El problema no era solo de precisión. Era de cobertura. En condiciones reales — con tiempo y cómputo limitados — los métodos secuenciales solo llegaban a revisar el 37% de las 41 categorías antes de agotarse. El resto quedaba sin analizar. Un abogado que usa esa herramienta no sabe qué cláusulas no revisó.
5 agentes en cadena — Cartógrafo → Localizador → Verificador → Reparador → Juez — coordinados por campo de presión: un gradiente de urgencia compartido que dirige el trabajo sin coordinador central ni cola.
La respuesta al problema de cobertura no era un modelo más grande. Era una arquitectura diferente. En lugar de un solo sistema que revisa cláusulas de a una, construimos una cadena de cinco agentes especializados: cada uno hace exactamente una cosa, la hace bien, y pasa el resultado al siguiente. La coordinación entre ellos no es secuencial — es un campo de presión.

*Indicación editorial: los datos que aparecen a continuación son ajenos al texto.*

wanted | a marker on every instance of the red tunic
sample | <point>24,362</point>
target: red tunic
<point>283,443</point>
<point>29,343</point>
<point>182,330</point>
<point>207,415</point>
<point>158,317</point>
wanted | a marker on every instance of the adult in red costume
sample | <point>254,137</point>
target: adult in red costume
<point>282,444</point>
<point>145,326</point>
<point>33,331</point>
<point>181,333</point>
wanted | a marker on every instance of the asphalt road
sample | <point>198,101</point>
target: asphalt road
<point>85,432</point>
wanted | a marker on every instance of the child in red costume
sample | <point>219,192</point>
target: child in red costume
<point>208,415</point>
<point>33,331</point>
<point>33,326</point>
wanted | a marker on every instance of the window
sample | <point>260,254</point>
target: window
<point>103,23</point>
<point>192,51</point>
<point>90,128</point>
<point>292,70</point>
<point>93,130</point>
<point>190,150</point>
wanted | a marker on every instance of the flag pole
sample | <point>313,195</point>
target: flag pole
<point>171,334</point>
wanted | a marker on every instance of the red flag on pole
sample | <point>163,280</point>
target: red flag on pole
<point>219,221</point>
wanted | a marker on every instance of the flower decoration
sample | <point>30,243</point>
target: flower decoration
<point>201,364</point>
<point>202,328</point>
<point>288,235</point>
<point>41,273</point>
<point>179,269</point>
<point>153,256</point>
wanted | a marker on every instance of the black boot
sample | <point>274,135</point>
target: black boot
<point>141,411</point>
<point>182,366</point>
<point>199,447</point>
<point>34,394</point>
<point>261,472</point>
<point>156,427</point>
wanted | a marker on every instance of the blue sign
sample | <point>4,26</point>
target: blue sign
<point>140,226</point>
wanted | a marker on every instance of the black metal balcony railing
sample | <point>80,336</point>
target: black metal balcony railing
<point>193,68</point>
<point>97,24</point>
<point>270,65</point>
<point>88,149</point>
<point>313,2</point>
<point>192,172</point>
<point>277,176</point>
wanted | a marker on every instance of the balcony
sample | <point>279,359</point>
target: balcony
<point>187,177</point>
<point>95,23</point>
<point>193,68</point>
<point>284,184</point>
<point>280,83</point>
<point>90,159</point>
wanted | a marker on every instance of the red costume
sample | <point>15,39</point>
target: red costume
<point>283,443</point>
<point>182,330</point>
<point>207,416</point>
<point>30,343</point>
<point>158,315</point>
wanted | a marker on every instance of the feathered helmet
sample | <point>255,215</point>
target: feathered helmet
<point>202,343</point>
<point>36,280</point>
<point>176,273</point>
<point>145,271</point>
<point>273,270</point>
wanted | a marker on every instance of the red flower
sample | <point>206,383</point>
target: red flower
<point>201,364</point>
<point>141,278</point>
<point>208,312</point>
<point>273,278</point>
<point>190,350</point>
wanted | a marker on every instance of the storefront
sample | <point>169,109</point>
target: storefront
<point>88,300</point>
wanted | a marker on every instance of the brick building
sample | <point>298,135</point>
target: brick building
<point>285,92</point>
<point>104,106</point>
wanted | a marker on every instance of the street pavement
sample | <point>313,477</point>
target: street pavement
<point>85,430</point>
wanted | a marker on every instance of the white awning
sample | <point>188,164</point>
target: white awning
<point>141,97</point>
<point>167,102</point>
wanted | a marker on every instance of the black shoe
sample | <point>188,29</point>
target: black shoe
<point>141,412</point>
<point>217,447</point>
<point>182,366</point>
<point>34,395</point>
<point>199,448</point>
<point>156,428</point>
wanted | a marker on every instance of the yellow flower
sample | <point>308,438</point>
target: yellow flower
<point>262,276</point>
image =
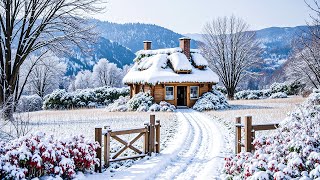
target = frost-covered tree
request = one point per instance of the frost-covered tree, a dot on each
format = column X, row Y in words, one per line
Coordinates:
column 107, row 74
column 83, row 80
column 46, row 73
column 28, row 26
column 231, row 50
column 305, row 62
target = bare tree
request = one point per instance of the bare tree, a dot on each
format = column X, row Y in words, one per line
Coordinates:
column 46, row 73
column 83, row 80
column 304, row 64
column 28, row 26
column 107, row 74
column 231, row 50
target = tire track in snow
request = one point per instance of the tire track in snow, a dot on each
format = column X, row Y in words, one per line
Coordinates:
column 192, row 155
column 186, row 154
column 203, row 161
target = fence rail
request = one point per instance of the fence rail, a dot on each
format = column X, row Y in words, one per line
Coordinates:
column 151, row 142
column 249, row 132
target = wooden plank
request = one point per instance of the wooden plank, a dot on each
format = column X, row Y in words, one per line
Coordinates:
column 238, row 136
column 98, row 138
column 129, row 145
column 158, row 136
column 146, row 140
column 107, row 148
column 119, row 152
column 152, row 133
column 263, row 127
column 128, row 157
column 127, row 131
column 253, row 135
column 248, row 129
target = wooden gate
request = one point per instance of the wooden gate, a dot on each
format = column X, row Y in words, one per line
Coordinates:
column 151, row 142
column 249, row 134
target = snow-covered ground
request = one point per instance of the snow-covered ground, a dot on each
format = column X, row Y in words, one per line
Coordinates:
column 193, row 143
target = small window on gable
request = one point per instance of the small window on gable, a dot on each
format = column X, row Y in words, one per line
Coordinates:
column 169, row 93
column 194, row 92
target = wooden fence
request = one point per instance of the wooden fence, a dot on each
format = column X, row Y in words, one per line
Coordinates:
column 151, row 142
column 249, row 132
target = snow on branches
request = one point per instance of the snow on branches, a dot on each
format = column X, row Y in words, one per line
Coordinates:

La idea del campo de presión viene de la coordinación emergente en sistemas multi-agente (Rodriguez, 2024): cada tarea pendiente acumula un score de urgencia que sube con el tiempo. Los agentes leen ese gradiente compartido y se dirigen donde la presión es mayor — sin que nadie les asigne trabajo explícitamente, sin cola central, sin coordinador que se convierta en cuello de botella. Es la misma lógica con la que una colonia de hormigas distribuye trabajo sin un jefe.
El campo de presión bajo la cadena. Los cinco agentes de extracción operan sobre un Blackboard compartido coordinado por campo de presión. Ocho agentes de análisis adicionales —extracción de texto crudo, tablas, entidades, contexto del documento, patrones estadísticos, estructura de relaciones, control de calidad y estrategia— calculan continuamente un score de urgencia. El coordinador activa al agente con mayor presión en ese momento: sin cola central, sin cuello de botella, escalando linealmente con el número de agentes.
Zero-shot, sin fine-tuning, sobre 5 contratos reales CUAD.
Aplicamos el sistema a CUAD con 5 contratos reales, 41 categorías cada uno, y sin ningún tipo de entrenamiento supervisado sobre el dataset. Ni fine-tuning, ni RAG, ni ejemplos etiquetados. Solo el sistema de agentes sobre los contratos en crudo, con Llama 4 Scout como backbone a temperatura 0.1.